距離が長くなって、フォルトしてしまうとトスを前に上げて、ボールを抑え込むように打つプレーヤーが多く見受けられますが、実はこの方法はあまりおすすめではありません。
理由は打点を前にしすぎるとボールにアンダースピンに近い球質になる可能性が高くなるからです。
もちろん、打点が後ろになるとボールが浮いてしまってサービスエリアにコントロールする事はできません。
ですが、だからと言って、闇雲に打点を前にしても、弾道は低くなっても、アンダースピン系の球質ではボールが伸びて、やはりエリア内に安定してコントロールするのが難しくなります。

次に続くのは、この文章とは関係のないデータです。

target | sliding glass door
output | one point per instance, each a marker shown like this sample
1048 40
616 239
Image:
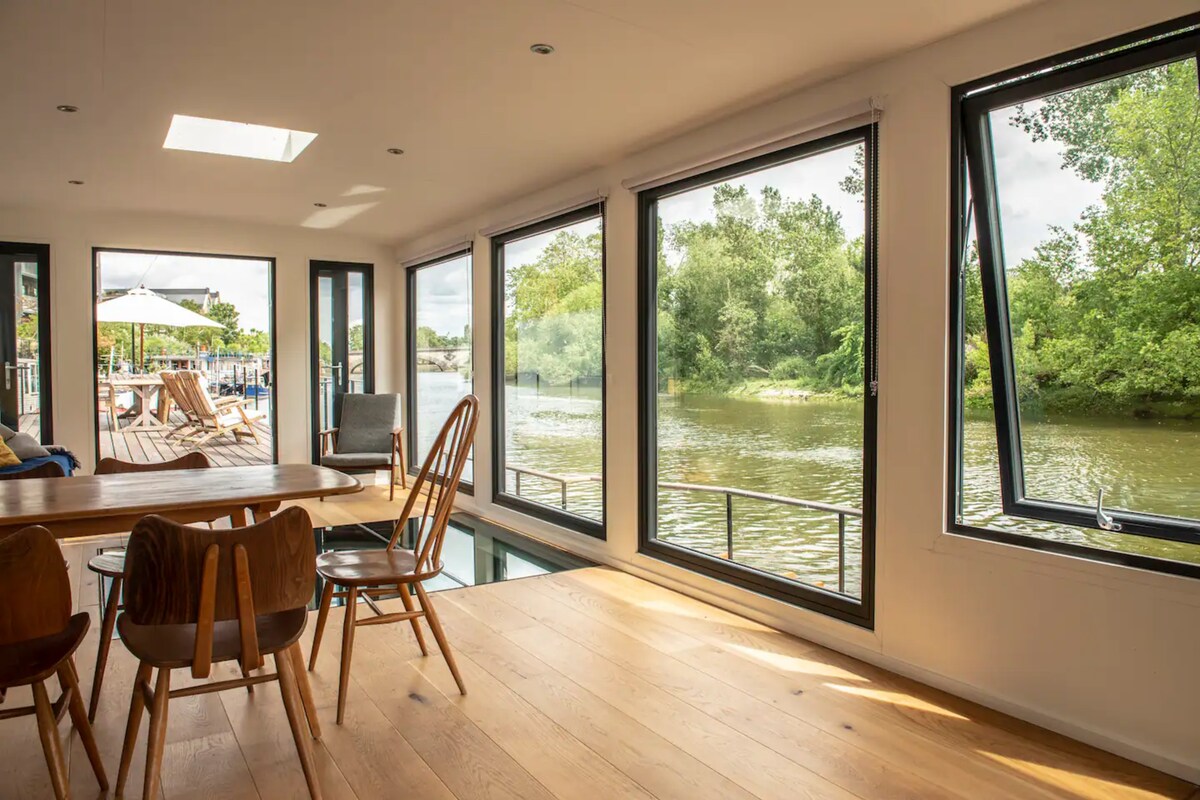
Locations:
342 340
25 338
439 343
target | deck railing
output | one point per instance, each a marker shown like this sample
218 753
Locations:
841 512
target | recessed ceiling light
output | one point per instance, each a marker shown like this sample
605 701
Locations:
225 138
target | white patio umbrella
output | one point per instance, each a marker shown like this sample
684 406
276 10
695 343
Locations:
143 307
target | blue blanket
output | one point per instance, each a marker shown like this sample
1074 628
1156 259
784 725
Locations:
65 461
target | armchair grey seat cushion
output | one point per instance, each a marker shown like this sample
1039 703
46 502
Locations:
352 461
366 426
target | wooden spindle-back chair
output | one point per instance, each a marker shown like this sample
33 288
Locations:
111 564
195 597
371 573
39 637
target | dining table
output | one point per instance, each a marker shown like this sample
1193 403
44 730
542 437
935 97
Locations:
90 505
144 415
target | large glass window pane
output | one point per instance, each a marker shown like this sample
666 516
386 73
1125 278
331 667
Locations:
763 411
439 335
551 362
204 319
1090 233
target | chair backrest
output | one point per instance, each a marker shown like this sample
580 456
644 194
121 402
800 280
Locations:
178 575
367 422
193 385
439 479
171 385
189 461
49 469
35 590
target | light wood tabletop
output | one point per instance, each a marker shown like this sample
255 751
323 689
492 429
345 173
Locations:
107 504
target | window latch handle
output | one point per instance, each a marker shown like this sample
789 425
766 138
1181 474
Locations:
1103 519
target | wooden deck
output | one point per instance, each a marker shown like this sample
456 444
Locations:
586 685
147 446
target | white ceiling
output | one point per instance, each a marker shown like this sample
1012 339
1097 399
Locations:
451 82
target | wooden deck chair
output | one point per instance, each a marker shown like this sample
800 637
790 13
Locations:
215 419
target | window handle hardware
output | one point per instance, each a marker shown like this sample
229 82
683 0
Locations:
1103 519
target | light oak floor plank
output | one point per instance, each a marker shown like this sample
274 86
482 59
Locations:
585 684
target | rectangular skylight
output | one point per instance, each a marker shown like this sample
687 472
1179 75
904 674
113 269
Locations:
241 139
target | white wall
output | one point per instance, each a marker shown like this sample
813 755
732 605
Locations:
71 236
1103 653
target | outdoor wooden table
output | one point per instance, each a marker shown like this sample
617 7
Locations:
144 388
109 504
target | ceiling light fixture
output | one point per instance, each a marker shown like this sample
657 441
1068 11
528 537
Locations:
225 138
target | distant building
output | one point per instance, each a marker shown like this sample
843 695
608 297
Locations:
203 298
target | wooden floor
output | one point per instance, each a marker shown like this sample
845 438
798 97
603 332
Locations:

その点、フェデラーは打点をそれほど前にせず、しっかりとボールを捕らえる事でスピン系の球質のボールをコントロールします。
これがファーストサーブであっても、非常に精度が高い理由です。

では、次にトスの上げ方について観察してみましょう。
まず、注目してほしいのがこの時の左手の拳の位置です。

ボールを持った左手の拳が少しだけですが、一度身体の中心に移動します。
そして、次にその左手はネット方向に伸びていきます。
と言っても、それほど、大きくネットの方向に伸びるわけではありません。

そして、ボールはこの拳が移動する延長に上げられます。
つまり、拳の位置が移動する時に作られたエネルギーの向きに従ってボールは手から離れていきます。
ここが非常に大切なポイントです。

トスを上げる為に、腕や手、指は特に何もしないのです。
ただ、拳の位置を移動させる事で生まれたエネルギーに従うだけです。

ちなみにボールを話す瞬間がこちらです。

理由はこれ以上長くボールを持っていると拳の位置がネットとは反対方向に移動し、作り出すエネルギーがネットから離れる物になってしまうからです。
この位置で話す事で、ネット方向へ向かうエネルギーにボールを乗せる事ができます。

さて、ここからはトスがネットから離れてしまって打点が後ろになってしまう方へのアドバイスです。
トスを上げる動きの一番始めに、少し、左手の拳の位置を身体の中心に移動させてから腕の動きを始めてみてください。

腕の動きが自然とネットの方向に向かい始めます。
このエネルギーにボールを乗せると自然とボールはネットに近づく方向に上がります。
もちろん、長く持ちすぎるとこのエネルギーの向きは変わってしまうので、タイミングには注意が必要ですが、トスの始まりの左手の拳の位置はその後のエネルギーの向きに大きな影響を与えるのは間違いがありません。

良かったら参考にしてみてください。

本日のお話は以上です。
いつも長文お読みいただいて本当にありがとうございます。